U.S, 30 September 2021, Verma et al., New England Journal of Medicine
Here, we report two cases of histologically confirmed myocarditis after Covid-19 mRNA vaccination.
Patient 1, a 45-year-old woman without a viral prodrome, presented with dyspnea and dizziness 10 days after BNT162b2 vaccination (first dose). At presentation, she had tachycardia; ST-segment depression detected on electrocardiography, which was most prominent in the lateral leads (Fig. S1); and a troponin I level of 6.14 ng per milliliter (reference range, 0 to 0.30). A transthoracic echocardiogram showed severe global left ventricular systolic dysfunction (ejection fraction, 15 to 20%) and normal left ventricular dimensions. Right heart catheterization revealed elevated right- and left-sided filling pressures and a cardiac index of 1.66 liters per minute per square meter of body-surface area as measured by the Fick method. Coronary angiography revealed no obstructive coronary artery disease. An endomyocardial biopsy specimen showed an inflammatory infiltrate predominantly composed of T-cells and macrophages, admixed with eosinophils, B cells, and plasma cells.

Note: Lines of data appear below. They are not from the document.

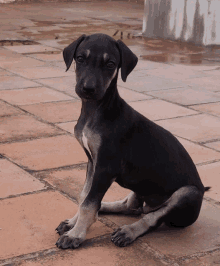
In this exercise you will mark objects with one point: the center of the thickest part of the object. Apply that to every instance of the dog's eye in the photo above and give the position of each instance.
(110, 64)
(80, 59)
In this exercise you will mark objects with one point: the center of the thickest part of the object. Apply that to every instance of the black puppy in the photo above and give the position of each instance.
(124, 146)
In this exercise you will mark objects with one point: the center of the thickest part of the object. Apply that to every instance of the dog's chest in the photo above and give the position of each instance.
(88, 139)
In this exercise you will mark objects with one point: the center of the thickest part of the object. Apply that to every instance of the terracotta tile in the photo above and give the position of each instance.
(61, 65)
(22, 49)
(175, 72)
(15, 82)
(47, 57)
(215, 145)
(20, 62)
(7, 54)
(71, 181)
(32, 96)
(28, 224)
(206, 260)
(45, 153)
(69, 126)
(186, 96)
(198, 153)
(7, 109)
(5, 73)
(202, 236)
(132, 96)
(15, 181)
(199, 128)
(208, 83)
(209, 174)
(55, 112)
(102, 253)
(40, 72)
(22, 126)
(211, 108)
(156, 109)
(64, 84)
(145, 83)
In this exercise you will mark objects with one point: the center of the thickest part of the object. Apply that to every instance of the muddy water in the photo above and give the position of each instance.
(157, 50)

She received inotropic support, intravenous diuretics, methylprednisolone (1 g daily for 3 days), and, eventually, guideline-directed medical therapy for heart failure (lisinopril, spironolactone, and metoprolol succinate). Seven days after presentation, her ejection fraction was 60%, and she was discharged home.
Patient 2, a 42-year-old man, presented with dyspnea and chest pain 2 weeks after mRNA-1273 vaccination (second dose). He did not report a viral prodrome, and a PCR test was negative for SARS-CoV-2 (Table S1). He had tachycardia and a fever, and his electrocardiogram showed diffuse ST-segment elevation (Fig. S1). A transthoracic echocardiogram showed global biventricular dysfunction (ejection fraction, 15%), normal ventricular dimensions, and left ventricular hypertrophy. Coronary angiography revealed no coronary artery disease. Cardiogenic shock developed in the patient, and he died 3 days after presentation. An autopsy revealed biventricular myocarditis. An inflammatory infiltrate admixed with macrophages, T-cells, eosinophils, and B cells was observed, a finding similar to that in Patient 1.